Нам принесли по пинте пива, Отто Честеру долили вина. Он покачал бокал, поднес его к губам, выпив ровно столько, сколько нужно для чувства вкуса, и сказал:
— Грустно… Как грустно, что собрались не все. Ведь мы — всего-то четверть класса.
— Одна пятая, — поправил Гилберт Люкс.
— Что ж, это еще печальнее…
— Вот же баловни! Жены, небось, заревнуют — женщин им подавай, жалуются они тут на сугубо мужскую компанию,
— Я ведь не это имел…
— Шучу я, Отто, шучу. Этого подступающая седина волос не отнимет уж точно! Где остальные, спрашиваете? На самом деле хороший вопрос. А ответ очень прост: пришли все, кто хотел. Я с большим трудом нашел адреса всех наших и разослал письма. И знаете что! Уже через день пришли отказы от Джейн и Клэр, потом от Люси и Дина и еще, и еще. Вот я и решил: а долой их всех! — Он с силой ударил по столу, отчего посуда вздрогнула, и я выронил ломтик жареного картофеля. — Если не получается собрать всех, то пускай это будут самые-самые, верно? Верно!
— О Роберт, ты настоящий друг! — сказал Отто. — Как бы не пустить слезу…
— Пустяки! Как там… Для человека нет ничего невозможного, а? Главное — желание, вот! Черт… Как же я чертовски рад, что все-таки мы все встретились. Двадцать лет прошло как пить дать… И вот мы опять сидим в теплой уютной атмосфере друг друга, как будто нам снова по шестнадцать, на носу экзамены и поступление в колледж, а вместо подготовки мы наслаждаемся беззаботными весенними деньками…
Правда, наши воспоминания разительно отличались: одни проводили время за участием в школьной жизни, написанием рассказов и стихотворений, или чтением книг, в то время как другие переживали болезненность матери, тратили силы на подработках, напрочь забыв об учебе, и тревожились о будущем… Правда, душевный Роберт говорил так красочно, живо, что невозможно было не представить романтичный пейзаж залитой лучами весны.
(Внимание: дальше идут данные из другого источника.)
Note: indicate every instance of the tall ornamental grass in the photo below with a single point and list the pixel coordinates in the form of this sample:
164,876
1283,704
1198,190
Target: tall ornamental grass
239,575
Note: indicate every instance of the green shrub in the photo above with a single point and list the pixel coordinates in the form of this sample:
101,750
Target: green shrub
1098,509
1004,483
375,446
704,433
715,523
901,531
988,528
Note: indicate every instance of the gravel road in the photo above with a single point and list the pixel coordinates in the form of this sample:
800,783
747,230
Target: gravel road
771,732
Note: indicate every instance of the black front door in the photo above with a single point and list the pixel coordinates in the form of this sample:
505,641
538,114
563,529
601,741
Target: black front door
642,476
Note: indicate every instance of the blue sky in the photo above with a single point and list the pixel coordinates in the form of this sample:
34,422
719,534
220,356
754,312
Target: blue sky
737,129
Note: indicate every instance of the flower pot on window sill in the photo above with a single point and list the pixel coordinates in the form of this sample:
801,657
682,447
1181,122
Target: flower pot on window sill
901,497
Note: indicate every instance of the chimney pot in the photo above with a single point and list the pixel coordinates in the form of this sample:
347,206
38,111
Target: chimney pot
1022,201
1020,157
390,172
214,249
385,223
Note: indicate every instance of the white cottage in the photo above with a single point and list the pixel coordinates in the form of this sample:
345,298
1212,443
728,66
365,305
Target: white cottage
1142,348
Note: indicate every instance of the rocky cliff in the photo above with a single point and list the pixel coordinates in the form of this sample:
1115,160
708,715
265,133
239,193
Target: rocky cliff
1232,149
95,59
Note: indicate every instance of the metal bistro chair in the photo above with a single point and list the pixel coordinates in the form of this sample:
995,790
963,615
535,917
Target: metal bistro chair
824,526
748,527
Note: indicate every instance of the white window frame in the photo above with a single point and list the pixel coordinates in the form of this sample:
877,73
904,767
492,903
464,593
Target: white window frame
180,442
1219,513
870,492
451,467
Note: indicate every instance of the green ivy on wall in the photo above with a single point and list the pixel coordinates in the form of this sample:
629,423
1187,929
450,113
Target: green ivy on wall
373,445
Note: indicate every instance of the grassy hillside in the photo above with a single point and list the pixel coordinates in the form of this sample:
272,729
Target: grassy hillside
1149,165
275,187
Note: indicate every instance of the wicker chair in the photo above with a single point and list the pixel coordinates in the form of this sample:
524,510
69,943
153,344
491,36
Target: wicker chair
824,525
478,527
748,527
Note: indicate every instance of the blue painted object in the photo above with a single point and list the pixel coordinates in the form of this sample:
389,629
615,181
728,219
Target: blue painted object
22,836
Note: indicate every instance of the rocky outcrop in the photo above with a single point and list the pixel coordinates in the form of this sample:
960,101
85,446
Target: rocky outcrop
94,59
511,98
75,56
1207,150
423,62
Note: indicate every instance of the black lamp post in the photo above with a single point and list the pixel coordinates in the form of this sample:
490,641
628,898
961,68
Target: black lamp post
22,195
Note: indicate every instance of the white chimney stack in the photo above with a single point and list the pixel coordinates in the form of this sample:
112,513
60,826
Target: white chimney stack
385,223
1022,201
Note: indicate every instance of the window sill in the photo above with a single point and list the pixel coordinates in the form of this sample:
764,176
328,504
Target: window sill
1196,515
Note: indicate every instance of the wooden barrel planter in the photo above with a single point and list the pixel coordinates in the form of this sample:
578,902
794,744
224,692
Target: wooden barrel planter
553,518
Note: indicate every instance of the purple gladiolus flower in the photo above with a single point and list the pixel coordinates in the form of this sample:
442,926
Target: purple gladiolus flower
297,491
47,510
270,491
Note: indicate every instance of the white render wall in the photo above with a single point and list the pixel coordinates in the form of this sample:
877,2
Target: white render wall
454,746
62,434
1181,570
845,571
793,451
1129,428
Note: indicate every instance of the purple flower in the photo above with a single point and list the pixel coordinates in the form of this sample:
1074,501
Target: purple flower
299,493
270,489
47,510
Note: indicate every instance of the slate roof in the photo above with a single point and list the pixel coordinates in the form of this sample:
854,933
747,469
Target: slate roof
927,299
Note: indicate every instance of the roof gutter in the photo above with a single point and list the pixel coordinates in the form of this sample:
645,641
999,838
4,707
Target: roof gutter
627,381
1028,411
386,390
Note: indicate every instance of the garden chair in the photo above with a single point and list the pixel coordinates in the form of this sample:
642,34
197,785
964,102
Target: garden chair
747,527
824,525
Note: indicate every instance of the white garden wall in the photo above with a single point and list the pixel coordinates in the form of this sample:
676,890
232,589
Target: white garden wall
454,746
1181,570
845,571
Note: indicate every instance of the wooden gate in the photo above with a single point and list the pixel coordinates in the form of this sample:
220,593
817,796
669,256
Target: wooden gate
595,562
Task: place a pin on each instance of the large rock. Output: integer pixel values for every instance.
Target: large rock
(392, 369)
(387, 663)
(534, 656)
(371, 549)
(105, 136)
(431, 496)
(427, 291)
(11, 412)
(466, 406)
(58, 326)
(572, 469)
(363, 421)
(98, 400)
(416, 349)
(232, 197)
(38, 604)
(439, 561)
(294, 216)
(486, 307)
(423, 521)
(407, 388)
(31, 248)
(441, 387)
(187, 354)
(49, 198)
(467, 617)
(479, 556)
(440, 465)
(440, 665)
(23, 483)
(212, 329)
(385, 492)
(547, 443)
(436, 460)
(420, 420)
— Не обижайся, Питер, — продолжал он, — но мы уже потравили школьные байки, пока тебя ждали. Не все потеряно, значит, раз есть что вспомнить с улыбкой на лице, а? Помнишь, как Отто, нашего первого красавца школы, позвал «поговорить по-мужски» один… хм, как бы это выразиться… экземплярчик. А все из-за ревности к девушке, как это и бывает. Мы-то сразу поняли: речь у него поставлена намного хуже удара… Ох и страшно было до жути — а ну-ка, хоть и вчетвером для виду пришли, но все же!
— Что-то не припомню такого, — сказал тотчас же я.
— Было-было!.. А как Гилберт довел до белого каления нашего учителя физики, ох и злющую дамочку холерического темперамента? Нас-то она не так трогала — мы боялись ее, как огня, и ее это очень даже устраивало. И вот как-то раз она замечает у Гилберта в руках что-то свое, художественное под видом учебника…
— Жюль Верн, «Таинственный остров», — уточнил тот.
— А, да, да… Так вот! Сметая все на пути, она кинулась к его парте и кричала прямо в лицо все, что думала о тогдашних детях и нашем образовании в целом. Слюни разлетались по всему классу, ей-богу, до нас доставало! А он, наш вечно спокойный, как слон, товарищ, медленно, значит, закрывает книгу и… и говорит: «Вы что-то хотели?» — Роберт рассмеялся так сильно, что на нас обратили взгляды соседние столики. — Она так остолбенела от неожиданности, потом еще сильнее рассвирепела, раскраснелась и молча выбежала из кабинета за директором. И весь класс давай надрывать животы со смеху!
Гилберт Люкс многозначительно кивнул: все так, все верно, и иначе быть не могло.
— А после школы мы любили ходить в кофейню. Ты, Отто, занимал место у окна на мягком диванчике и писал стихи девушкам. Вот только у тебя каждую неделю была новая, и тому количеству строк позавидовал бы сам Блейк[1]. А ты, Гилберт, так разнеживался за чашечкой капучино, что нам приходилось силой оттаскивать тебя от книги. Они всегда захватывали тебя сильнее реальности… Обычно мы заказывали тыквенный пирог с корицей. Правда кое-кто частенько отказывался из-за пустого кошелька, а еще очень злился, когда мы покупали ему без спроса. Помнишь, Питер, а?